Il titolo, giocato su PlayStation 5, presenta dei panorami e scorci magnifici e a dir poco spacca mascella. La scelta di costruire delle ambientazioni più minute ha fatto sì che i ragazzi potessero aumentare il carico prestazionale e concentrarsi maggiormente sui dettagli.

Il motore di gioco risponde a una fisica veramente articolata, e lo dimostra il fatto che i corpi dei nemici sconfitti possano essere trasportati in giro passandoci sopra e che alcune strutture siano distruttibili. L’illuminazione è ottima e difficilmente ha presentato sbavature (se non in alcuni casi in cui vi è il passaggio da zone più luminose a zone più buie e viceversa), rendendo reale il passaggio tra ombre e luci, tra caverne e campo aperto.

In modalità prestazioni il titolo tiene sempre graniticamente i famigerati 60 fotogrammi, almeno nelle situazioni più tranquille.

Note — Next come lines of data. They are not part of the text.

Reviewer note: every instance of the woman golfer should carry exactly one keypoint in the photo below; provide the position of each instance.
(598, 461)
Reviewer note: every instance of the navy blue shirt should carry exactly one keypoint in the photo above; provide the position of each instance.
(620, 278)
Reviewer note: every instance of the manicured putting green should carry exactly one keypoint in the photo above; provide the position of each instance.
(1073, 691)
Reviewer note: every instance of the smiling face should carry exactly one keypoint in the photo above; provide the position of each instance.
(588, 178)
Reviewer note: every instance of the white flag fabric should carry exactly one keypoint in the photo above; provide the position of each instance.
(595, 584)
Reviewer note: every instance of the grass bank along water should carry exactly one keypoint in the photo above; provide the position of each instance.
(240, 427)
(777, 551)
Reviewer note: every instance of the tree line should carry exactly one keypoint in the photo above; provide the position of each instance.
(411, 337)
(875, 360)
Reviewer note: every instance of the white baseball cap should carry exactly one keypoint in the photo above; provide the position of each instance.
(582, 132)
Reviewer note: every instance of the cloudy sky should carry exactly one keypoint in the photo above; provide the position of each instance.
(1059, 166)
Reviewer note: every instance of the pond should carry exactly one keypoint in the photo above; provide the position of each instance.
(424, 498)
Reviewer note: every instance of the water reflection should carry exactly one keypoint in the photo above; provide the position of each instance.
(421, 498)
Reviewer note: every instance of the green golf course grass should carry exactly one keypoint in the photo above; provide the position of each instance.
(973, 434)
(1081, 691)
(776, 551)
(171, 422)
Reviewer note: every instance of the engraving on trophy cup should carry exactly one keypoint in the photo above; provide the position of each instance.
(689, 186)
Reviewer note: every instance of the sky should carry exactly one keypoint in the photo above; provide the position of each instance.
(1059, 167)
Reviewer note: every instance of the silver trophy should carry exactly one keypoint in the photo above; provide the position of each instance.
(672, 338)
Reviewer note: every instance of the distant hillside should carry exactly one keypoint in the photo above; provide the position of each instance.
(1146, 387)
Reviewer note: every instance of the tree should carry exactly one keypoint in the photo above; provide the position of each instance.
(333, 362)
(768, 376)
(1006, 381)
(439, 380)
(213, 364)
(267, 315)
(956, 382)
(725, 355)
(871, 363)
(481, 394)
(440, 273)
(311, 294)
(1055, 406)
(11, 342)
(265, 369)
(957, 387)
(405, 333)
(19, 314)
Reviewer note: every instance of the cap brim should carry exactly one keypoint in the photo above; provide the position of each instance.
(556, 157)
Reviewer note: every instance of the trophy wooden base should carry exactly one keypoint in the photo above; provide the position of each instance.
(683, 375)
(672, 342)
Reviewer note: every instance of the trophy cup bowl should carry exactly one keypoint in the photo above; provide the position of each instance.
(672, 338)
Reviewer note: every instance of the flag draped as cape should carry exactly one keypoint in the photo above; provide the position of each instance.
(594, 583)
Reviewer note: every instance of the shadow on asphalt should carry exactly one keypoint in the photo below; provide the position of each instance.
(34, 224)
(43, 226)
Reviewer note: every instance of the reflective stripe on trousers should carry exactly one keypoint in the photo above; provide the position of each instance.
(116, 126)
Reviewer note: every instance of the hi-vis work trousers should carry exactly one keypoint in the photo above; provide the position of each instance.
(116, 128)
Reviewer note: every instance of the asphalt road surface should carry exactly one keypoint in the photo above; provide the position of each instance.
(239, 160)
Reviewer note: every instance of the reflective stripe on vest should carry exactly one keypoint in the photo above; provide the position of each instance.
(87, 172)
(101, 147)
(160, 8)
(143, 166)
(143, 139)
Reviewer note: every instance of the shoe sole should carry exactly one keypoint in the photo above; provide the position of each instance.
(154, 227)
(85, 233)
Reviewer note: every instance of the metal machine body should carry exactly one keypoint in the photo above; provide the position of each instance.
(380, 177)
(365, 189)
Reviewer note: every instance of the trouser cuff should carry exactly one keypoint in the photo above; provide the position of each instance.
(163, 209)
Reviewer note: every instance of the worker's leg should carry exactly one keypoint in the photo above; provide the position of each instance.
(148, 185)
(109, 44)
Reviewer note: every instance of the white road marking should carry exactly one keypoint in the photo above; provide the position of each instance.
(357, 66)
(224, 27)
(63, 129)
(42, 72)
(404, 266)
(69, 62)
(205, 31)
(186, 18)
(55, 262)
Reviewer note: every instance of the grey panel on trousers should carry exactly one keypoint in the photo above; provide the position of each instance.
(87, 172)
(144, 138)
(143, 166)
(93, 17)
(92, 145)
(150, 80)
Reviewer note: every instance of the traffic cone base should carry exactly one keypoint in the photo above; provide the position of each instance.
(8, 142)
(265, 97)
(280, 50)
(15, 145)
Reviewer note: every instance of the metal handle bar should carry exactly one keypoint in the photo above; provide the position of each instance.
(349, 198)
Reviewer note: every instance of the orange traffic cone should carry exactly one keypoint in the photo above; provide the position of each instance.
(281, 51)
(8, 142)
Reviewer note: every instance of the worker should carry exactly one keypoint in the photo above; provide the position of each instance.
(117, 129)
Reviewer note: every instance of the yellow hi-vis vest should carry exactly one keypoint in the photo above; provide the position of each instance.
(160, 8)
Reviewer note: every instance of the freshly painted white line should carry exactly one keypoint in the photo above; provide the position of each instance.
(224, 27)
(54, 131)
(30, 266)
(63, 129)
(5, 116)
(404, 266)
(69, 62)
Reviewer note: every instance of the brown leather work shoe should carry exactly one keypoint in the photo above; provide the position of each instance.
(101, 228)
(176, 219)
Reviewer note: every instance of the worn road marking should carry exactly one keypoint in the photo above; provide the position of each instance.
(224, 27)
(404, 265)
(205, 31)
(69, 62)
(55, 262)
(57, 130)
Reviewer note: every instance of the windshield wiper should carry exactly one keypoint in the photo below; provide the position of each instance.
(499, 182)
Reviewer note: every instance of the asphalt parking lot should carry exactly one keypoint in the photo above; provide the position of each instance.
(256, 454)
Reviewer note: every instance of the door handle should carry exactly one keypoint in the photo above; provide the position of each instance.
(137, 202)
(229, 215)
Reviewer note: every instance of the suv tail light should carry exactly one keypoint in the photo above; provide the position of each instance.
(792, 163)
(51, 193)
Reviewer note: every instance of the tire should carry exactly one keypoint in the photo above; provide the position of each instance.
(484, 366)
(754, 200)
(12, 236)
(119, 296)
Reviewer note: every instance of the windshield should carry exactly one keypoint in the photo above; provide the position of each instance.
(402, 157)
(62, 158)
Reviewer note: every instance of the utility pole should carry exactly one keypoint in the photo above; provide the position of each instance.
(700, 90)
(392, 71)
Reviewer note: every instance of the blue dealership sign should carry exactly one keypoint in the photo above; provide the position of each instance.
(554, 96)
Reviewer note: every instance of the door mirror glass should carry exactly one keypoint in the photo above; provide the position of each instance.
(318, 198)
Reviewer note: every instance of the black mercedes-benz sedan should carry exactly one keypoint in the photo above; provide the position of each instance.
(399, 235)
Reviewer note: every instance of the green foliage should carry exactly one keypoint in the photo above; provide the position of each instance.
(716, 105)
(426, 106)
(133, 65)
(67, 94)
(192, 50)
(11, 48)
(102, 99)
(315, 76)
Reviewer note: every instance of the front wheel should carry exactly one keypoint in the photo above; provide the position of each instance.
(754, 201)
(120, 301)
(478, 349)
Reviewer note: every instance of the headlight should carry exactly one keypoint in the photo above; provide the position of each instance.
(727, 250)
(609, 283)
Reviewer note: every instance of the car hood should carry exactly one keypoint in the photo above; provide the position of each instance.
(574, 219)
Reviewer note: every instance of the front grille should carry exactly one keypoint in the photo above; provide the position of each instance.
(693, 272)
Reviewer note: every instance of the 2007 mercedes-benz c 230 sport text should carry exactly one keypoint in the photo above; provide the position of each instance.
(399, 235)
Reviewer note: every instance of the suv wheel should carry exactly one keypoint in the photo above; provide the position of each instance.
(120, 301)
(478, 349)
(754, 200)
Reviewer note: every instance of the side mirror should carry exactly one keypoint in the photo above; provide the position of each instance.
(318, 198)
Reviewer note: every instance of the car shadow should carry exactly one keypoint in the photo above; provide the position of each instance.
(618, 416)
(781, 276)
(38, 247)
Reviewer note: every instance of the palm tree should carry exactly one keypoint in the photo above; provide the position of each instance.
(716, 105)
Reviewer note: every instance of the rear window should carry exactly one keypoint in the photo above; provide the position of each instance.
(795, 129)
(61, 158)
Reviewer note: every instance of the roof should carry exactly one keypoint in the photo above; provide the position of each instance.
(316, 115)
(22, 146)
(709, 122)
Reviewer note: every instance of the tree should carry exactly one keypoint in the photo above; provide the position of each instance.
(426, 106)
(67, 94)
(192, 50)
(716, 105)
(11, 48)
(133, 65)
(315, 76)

Difatti, durante le boss fight, capita spesso che prima cali il frame rate sotto anche i 30 fotogrammi e poi la risoluzione, non riuscendo comunque per alcuni frangenti a garantire la fluidità richiesta. Inoltre, alcuni comandi soffrono di un leggero input lag, rendendo frustranti situazioni in cui si ha il controllo della situazione e improvvisamente per cause non proprie ci si ritrova con le spalle al muro.

Inoltre, sempre dai titoli di Miyazaki il gioco si porta dietro il problema della gestione della telecamera, con i boss aerei e/o grandi, chiedendo più tentativi per meccanicizzare le dinamiche di gioco.

Ci sentiamo però di dire che sono difetti che possono essere corretti serenamente con delle patch post lancio, e che – sebbene incidano – nell’esperienza, non la minano a tal punto da interrompere il viaggio della nostra amata scimmietta. Sono tutt’al più delle mancanze di un team giovane e inesperto che ha lasciato qualcosa per strada, ma al quale va riconosciuto di aver creato un prodotto che non mostra troppo i fianchi e non sbianca nel confronto con produzioni più blasonate e altisonanti.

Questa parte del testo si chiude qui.